Henri Louis Ernest Jouard (16 May 1896, Santenay, Département Côte-d’Or; – 16 March 1938, Vence, Département Alpes-Maritimes) was a French lawyer and World War I soldier who was also an ornithologist. He was, from 1929, on the editorial committee of Alauda, Revue internationale d'Ornithologie :fr:Alauda, Revue internationale d'Ornithologie with its founder Paul Paris and Louis Lavauden, Noël Mayaud, Henri Heim de Balsac, Jacques de Chavigny, Jacques Delamain and Paul Poty.

== Life and work ==
Jouard went to school at the École alsacienne in Paris, and later at the Gymnasium Carnot in Dijon, studying art and philosophy. He then studied law in Paris from 1914 but was interrupted when the First World War broke out. He was conscripted and from April 1915 he served in the 35th regiment of infantry. He then became a sergeant and moved to the 42nd regiment of infantry. He was wounded at Fort Vaux in 1916 and after recovery, he was posted at Buffle in 1917 where he escaped narrowly by hiding in a trench. In 1918 he was wounded in the lung during the Battle of the Mill of Laffaux. He infiltrated the German lines and persuaded the German soldiers to give up their resistance. When the 42nd regiment captured the area, he was found seriously injured along with German prisoners. He was awarded the Officier de la Légion d'honneur and the Croix de Guerre in 1932. He left the army and resumed his studies and received his law doctorate. He then practiced as a lawyer with the Dijon Bar Association.

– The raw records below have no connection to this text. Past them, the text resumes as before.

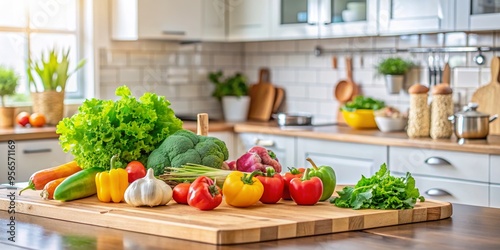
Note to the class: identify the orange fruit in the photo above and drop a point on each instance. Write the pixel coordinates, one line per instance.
(23, 118)
(37, 120)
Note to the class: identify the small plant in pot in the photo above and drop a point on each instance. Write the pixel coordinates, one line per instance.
(8, 83)
(394, 70)
(48, 76)
(232, 91)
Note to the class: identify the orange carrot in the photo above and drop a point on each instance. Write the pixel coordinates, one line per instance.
(48, 191)
(38, 180)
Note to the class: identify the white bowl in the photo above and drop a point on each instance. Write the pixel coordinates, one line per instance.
(353, 15)
(389, 124)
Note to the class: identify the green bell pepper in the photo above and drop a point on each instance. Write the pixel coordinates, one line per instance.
(327, 176)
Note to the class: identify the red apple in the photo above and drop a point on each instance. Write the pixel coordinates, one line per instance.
(23, 118)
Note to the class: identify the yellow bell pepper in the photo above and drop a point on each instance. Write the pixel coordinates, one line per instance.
(242, 189)
(111, 185)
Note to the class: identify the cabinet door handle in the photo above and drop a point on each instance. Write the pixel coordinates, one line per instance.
(264, 143)
(174, 32)
(38, 150)
(436, 161)
(437, 192)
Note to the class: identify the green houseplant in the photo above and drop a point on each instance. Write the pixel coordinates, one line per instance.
(394, 70)
(8, 83)
(232, 91)
(48, 77)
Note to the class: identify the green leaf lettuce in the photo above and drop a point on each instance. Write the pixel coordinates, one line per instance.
(129, 127)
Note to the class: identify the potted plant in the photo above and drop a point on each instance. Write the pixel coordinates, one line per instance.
(48, 77)
(394, 70)
(232, 91)
(8, 83)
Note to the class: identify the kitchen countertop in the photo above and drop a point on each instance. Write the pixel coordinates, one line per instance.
(20, 133)
(470, 227)
(340, 133)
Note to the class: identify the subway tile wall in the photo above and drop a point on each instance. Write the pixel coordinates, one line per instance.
(180, 71)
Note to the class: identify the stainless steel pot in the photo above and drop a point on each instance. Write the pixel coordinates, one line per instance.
(284, 119)
(470, 123)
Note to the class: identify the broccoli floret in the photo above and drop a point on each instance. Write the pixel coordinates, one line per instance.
(184, 147)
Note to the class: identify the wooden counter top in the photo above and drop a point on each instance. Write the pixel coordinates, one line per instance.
(470, 227)
(20, 133)
(330, 132)
(344, 133)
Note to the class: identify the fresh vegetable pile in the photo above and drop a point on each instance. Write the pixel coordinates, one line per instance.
(381, 191)
(184, 147)
(128, 127)
(363, 102)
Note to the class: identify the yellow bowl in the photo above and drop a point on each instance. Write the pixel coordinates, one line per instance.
(360, 119)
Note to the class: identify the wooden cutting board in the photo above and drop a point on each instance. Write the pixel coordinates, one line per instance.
(262, 96)
(225, 224)
(487, 96)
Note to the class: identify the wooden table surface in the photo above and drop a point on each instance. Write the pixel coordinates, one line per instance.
(470, 227)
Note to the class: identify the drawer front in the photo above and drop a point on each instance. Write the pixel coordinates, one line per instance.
(495, 196)
(282, 146)
(35, 155)
(495, 169)
(349, 160)
(439, 163)
(464, 192)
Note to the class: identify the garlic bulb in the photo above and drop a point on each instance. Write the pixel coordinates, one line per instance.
(148, 191)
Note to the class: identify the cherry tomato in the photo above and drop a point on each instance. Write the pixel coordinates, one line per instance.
(180, 192)
(135, 171)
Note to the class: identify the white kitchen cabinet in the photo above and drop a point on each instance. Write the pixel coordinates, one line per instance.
(214, 21)
(475, 15)
(296, 19)
(283, 146)
(495, 196)
(33, 155)
(349, 160)
(440, 163)
(406, 16)
(333, 22)
(455, 191)
(495, 169)
(249, 20)
(156, 19)
(228, 138)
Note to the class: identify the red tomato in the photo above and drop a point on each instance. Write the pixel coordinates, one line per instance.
(23, 118)
(180, 192)
(204, 194)
(135, 171)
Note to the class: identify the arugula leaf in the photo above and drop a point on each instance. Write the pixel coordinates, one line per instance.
(381, 191)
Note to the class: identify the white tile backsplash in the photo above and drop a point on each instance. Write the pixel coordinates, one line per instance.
(180, 71)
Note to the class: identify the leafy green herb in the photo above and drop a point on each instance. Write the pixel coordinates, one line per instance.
(129, 127)
(381, 191)
(235, 85)
(363, 102)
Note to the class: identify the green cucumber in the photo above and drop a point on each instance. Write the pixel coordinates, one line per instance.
(79, 185)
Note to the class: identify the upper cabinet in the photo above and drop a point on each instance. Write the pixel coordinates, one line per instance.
(478, 15)
(294, 19)
(248, 20)
(348, 18)
(156, 19)
(406, 16)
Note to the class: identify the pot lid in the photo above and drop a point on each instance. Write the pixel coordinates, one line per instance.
(470, 110)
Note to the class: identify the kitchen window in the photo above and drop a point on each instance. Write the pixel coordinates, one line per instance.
(30, 27)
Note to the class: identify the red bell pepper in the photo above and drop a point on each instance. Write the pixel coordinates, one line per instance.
(273, 186)
(294, 172)
(204, 194)
(306, 190)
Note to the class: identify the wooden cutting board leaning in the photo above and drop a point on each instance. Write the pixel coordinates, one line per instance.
(225, 224)
(487, 96)
(262, 97)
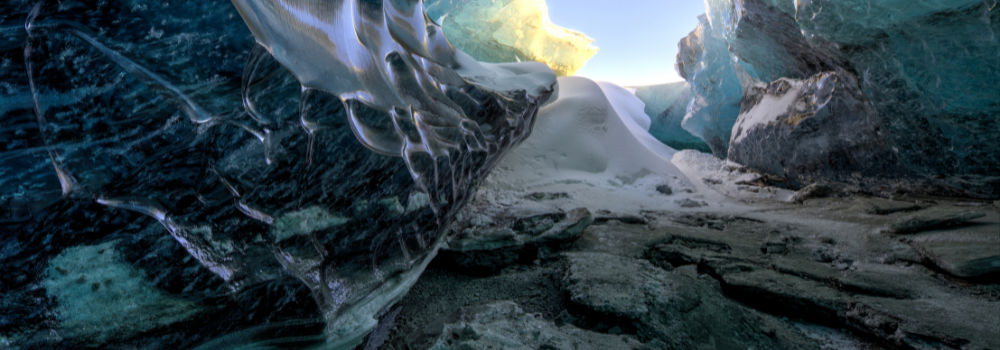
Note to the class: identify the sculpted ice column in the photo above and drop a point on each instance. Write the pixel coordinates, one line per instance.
(423, 137)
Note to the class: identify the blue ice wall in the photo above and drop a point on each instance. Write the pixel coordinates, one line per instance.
(930, 68)
(666, 105)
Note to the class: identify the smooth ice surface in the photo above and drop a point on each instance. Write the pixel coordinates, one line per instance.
(704, 61)
(511, 31)
(587, 145)
(666, 105)
(248, 157)
(928, 68)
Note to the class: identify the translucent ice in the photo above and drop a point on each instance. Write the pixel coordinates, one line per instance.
(511, 30)
(704, 61)
(666, 106)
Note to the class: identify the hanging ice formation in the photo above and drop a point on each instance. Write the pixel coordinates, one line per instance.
(355, 134)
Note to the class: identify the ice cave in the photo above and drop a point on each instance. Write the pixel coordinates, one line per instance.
(452, 174)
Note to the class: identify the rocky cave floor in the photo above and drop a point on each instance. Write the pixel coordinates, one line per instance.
(845, 272)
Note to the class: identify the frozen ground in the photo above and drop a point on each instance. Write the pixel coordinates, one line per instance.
(769, 268)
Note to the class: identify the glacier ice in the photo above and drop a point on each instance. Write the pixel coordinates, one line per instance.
(329, 144)
(666, 105)
(511, 30)
(928, 69)
(808, 130)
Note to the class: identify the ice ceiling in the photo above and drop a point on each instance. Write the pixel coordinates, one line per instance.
(211, 157)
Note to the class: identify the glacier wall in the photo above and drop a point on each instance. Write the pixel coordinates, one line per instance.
(511, 31)
(239, 156)
(666, 106)
(929, 69)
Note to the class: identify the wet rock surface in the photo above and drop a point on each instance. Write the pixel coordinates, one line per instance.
(817, 275)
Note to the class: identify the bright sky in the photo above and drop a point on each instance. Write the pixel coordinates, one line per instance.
(638, 38)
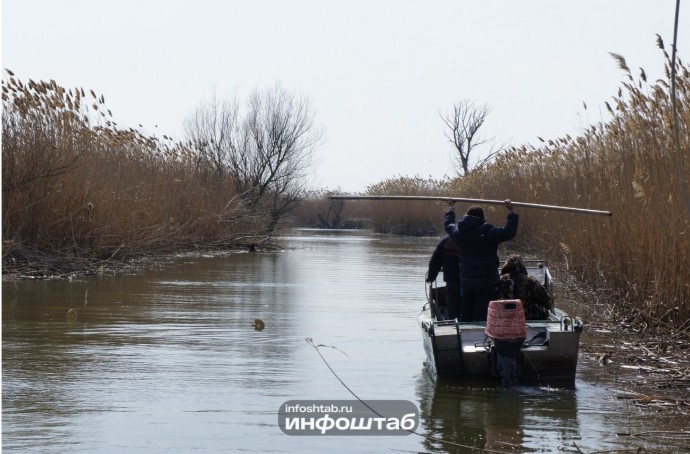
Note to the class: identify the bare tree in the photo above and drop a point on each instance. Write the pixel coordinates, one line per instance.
(464, 121)
(265, 150)
(212, 131)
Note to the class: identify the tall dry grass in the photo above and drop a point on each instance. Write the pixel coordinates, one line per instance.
(627, 165)
(77, 187)
(408, 217)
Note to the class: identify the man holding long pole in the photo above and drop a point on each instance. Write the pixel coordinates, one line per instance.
(478, 243)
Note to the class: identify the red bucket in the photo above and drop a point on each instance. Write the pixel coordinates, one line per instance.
(506, 320)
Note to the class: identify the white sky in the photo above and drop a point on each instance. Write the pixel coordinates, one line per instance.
(377, 72)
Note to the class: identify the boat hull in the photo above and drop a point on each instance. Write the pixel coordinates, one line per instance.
(547, 356)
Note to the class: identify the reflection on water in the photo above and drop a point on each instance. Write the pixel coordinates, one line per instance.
(168, 360)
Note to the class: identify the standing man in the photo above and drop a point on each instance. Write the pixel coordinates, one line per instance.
(478, 242)
(446, 257)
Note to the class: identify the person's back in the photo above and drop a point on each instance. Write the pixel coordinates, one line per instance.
(478, 243)
(446, 258)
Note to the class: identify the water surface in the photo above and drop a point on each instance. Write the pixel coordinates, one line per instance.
(167, 360)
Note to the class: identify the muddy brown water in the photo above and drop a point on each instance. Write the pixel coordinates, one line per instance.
(168, 360)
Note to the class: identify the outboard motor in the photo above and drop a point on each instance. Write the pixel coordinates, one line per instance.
(505, 325)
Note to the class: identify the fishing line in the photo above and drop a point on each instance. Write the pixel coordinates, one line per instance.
(310, 341)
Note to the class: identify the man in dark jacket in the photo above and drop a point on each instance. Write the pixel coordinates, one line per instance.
(446, 257)
(478, 242)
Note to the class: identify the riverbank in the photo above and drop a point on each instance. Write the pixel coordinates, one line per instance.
(647, 366)
(32, 264)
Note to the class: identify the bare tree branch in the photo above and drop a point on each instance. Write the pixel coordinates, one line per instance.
(463, 123)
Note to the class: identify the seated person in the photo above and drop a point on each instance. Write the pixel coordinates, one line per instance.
(516, 283)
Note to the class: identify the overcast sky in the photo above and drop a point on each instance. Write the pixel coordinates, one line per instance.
(377, 72)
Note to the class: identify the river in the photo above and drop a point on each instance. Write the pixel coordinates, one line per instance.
(168, 360)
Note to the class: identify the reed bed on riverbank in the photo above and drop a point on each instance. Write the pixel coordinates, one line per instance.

Jouard became interested in birds as a child and was influenced by Henri Davriot Albertier of Beaune, a family friend. He became interested in the birds of the mountain regions and was especially interested in bird songs and calls. He used the term Ornithomélographie for the study of bird song. He wrote numerous articles on birds and attempted to influence Boy Scouts to take up bird study and protection. He was the first editor of the journal Alauda started in 1929 by Paul Paris, Jouard and others.